Bermula pada saat pertama kali di pindahkannya semua barang-barang, dokumen,
arsip dari kampus 1, tiba-tiba saja pada saat yang bersamaan segerombolan orang
yang berpakaian sipil melakukan aksi pemagaran lahan yang berada dibelakang
fakultas Adab dan Humaniora. Hampir beberapa hari fakultas ini dikhawatirkan
dengan aksi masyarakat yang mengaku sebagai pemilik tanah tersebut.
Bahkan
sempat diantara beberapa yang mengaku sebagai pemilik tanah tersebut mengancam
untuk merusak fasilitas gedung. Pimpinan fakultas Adab dan Humaniora yang juga
ikut memindahkan barang barang fakultas terkejut dengan peristiwa tersebut dan
sempat berdialog dengan beberapa orang itu. Tentu saja para pimpinan, dosen,
dan mahasiswa pada hari itu tak ingin ikut campur mengenai persoalan sengketa
tanah itu karena tak tahu menahu persoalan itu, maka pada saat itu pimpinan
meminta bantuan kepada pengamanan kampus untuk bersiaga sambil memangggil
pimpinan rektorat yang menangani persoalan pertanahan kampus. Walaupun sangat
menganggu aktivitas sivitas akademika fakultas Adab dan Humaniora tetapi proses
perkuliahan tetap jalan.
Berselang
beberapa bulan kemudian, para warga yang mengaku sebagai pemilik tanah
melakukan pemboikotan gedung fakultas Adab dan Humaniora dengan mengunci kedua
pintu masuk fakultas bahkan memasukkan bambu yang baru saja mereka tebang.

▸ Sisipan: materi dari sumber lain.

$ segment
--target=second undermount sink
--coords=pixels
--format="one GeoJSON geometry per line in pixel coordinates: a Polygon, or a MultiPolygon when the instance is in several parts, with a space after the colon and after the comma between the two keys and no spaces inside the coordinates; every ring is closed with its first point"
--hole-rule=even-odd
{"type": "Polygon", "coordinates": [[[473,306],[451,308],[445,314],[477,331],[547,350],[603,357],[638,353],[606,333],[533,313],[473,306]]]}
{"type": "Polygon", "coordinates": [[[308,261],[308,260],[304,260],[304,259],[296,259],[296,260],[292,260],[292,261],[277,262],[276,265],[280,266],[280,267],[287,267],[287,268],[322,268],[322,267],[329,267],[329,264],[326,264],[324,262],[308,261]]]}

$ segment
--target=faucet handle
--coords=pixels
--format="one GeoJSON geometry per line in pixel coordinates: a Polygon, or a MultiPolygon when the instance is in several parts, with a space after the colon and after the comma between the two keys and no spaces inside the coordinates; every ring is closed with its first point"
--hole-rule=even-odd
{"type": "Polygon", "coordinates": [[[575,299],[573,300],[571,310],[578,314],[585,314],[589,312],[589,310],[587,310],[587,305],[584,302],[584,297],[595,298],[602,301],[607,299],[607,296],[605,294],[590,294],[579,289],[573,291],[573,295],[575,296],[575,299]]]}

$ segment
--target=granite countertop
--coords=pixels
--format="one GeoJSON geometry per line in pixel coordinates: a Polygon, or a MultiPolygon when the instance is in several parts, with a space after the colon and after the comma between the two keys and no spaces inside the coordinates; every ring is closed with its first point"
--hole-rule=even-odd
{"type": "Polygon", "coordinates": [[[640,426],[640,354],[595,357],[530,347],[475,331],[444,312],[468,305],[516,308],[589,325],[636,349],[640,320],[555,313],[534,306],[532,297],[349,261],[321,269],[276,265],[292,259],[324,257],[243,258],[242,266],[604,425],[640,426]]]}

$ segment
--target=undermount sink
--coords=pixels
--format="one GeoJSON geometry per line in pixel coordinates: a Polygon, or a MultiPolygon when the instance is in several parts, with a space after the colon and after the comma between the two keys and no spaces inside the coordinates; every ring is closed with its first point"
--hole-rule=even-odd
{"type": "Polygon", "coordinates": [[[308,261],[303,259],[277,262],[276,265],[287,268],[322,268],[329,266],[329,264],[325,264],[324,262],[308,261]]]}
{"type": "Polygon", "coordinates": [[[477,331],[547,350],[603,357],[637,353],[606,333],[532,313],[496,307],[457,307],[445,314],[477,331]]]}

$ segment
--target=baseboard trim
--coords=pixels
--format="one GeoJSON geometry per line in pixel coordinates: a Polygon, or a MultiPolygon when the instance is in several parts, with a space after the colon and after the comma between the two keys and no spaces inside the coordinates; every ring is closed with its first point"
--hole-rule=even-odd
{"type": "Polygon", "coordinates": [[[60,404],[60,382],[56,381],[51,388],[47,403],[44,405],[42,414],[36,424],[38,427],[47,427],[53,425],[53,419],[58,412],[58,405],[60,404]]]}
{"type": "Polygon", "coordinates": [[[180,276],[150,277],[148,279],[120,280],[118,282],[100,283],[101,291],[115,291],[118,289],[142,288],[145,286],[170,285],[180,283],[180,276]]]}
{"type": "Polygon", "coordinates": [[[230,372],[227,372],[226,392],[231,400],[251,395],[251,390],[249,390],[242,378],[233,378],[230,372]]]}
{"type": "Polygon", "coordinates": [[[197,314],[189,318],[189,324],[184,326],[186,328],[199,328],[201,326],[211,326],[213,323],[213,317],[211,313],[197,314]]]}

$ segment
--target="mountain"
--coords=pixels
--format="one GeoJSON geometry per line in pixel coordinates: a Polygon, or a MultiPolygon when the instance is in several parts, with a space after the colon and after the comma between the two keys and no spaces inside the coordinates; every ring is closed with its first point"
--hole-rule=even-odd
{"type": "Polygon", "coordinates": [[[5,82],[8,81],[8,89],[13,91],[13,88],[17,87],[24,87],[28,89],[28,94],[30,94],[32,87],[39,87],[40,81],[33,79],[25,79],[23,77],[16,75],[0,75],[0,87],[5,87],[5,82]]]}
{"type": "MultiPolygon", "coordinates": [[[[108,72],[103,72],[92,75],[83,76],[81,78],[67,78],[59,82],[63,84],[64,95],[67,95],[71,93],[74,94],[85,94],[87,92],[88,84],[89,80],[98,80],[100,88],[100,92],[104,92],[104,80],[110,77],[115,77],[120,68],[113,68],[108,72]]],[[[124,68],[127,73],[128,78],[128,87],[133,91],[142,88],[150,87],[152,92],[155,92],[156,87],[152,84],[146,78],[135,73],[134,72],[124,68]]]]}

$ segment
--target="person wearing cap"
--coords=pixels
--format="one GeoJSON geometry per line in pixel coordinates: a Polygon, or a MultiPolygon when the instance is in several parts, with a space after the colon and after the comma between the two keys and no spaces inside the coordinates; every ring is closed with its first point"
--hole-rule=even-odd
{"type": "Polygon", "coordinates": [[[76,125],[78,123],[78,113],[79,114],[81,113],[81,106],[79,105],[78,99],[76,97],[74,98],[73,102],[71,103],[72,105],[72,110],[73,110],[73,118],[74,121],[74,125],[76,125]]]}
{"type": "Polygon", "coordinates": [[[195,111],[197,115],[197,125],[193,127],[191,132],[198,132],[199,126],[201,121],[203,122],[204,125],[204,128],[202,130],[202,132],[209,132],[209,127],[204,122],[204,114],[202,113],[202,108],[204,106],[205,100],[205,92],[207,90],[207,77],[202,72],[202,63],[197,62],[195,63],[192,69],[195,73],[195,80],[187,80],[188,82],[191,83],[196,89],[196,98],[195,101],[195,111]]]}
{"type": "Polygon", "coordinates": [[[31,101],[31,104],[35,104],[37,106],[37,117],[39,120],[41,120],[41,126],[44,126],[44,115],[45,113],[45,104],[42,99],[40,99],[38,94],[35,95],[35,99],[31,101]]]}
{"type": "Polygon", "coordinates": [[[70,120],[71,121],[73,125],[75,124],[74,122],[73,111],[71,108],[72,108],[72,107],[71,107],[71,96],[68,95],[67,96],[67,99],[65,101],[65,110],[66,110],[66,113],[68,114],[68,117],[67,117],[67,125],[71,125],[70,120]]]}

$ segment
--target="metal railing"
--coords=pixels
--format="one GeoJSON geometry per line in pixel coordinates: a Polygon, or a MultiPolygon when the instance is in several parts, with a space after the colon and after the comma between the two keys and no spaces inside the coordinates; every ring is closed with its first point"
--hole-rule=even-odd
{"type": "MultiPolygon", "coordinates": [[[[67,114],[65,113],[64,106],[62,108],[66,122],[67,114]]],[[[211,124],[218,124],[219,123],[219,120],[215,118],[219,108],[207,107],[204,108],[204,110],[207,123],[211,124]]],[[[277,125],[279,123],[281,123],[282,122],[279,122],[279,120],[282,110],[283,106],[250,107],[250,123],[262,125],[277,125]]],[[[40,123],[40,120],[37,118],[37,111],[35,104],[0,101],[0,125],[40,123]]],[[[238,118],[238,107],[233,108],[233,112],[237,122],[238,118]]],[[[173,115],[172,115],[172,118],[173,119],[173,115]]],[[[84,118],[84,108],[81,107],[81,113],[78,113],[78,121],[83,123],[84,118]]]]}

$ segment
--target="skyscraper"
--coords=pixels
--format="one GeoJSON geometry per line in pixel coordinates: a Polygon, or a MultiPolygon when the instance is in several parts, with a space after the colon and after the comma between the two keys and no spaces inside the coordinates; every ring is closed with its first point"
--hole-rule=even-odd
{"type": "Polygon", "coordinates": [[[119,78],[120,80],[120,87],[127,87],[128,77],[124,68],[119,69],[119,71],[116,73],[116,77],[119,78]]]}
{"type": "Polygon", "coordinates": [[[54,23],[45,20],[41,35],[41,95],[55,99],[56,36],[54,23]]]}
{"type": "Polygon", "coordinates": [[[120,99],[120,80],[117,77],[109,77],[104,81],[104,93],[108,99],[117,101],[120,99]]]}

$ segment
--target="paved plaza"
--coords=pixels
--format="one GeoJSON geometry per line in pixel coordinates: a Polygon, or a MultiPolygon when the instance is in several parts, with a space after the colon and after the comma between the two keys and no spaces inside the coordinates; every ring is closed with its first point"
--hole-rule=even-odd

Praktis seluruh jalan untk masuk dan menaikki lantai 2 gedung tertutupi oleh
pohon bambu. Sehingga aktivitas para mahasiswa, dosen dan pimpinan pun
terhambat, bahkan saat itu mahasiswa yang akan melakukan ujian meja terpaksa
tertunda karena tak ada lagi ruangan yang bisa ditempati.
Keesokan
harinya para pengurus BEM Fakultas Adab dan Humaniora yang merasa dirugikan
dengan pemboikotan ini kemudian melaporkan peristiwa ini kepada Pembantu Rektor
Bidang Administrasi Umum sekaligus meminta upaya penangan yang serius dari
kampus atas sengketa tanah itu. Pada pertemuan itu, seorang anggota kepolisian
yang dihadirkan untuk menangani kasus ini kemudian dimintai untuk mengupayakan
menghentikan pemboikotan gedung perkuliahan fakultas Adab dan Humaniora.
Sehingga berselang beberapa jam kemudian, ketika polisi telah mengkomunikasikan
penghentian pemboikotan, para mahasiswa, staf dan dosen yang sempat hadir
bersama dengan polisi menertibkan bambu-bambu yang ada didalam gedung tersebut.
Setelah
peristiwa tersebut, tak ada lagi ancaman yang terdengar dari pihak yang mengaku
pemilik lahan. Akan tetapi, yang menjadi persoalan sekarang ialah berdirinya
kantin dibelakang fakultas yang masih dalam status sengketa. Berdirinya
kantin-kantin diarea persengketaan, mengisyaratkan bahwa persoalan tersebut
belumlah selesai. Sampai kapan kepastian lahan tersebut selesai, kita akan
terus menunggu upaya yang serius dari kampus untuk menanganinya. Akhirnya para
sivitas akademika fakultas Adab dan Humaniora berharap persoalan seperti ini
tak terjadi lagi di kampus ini jika ingin dikatakan sebagai kampus peradaban
yang damai dan bebas dari segala bentuk kekerasan.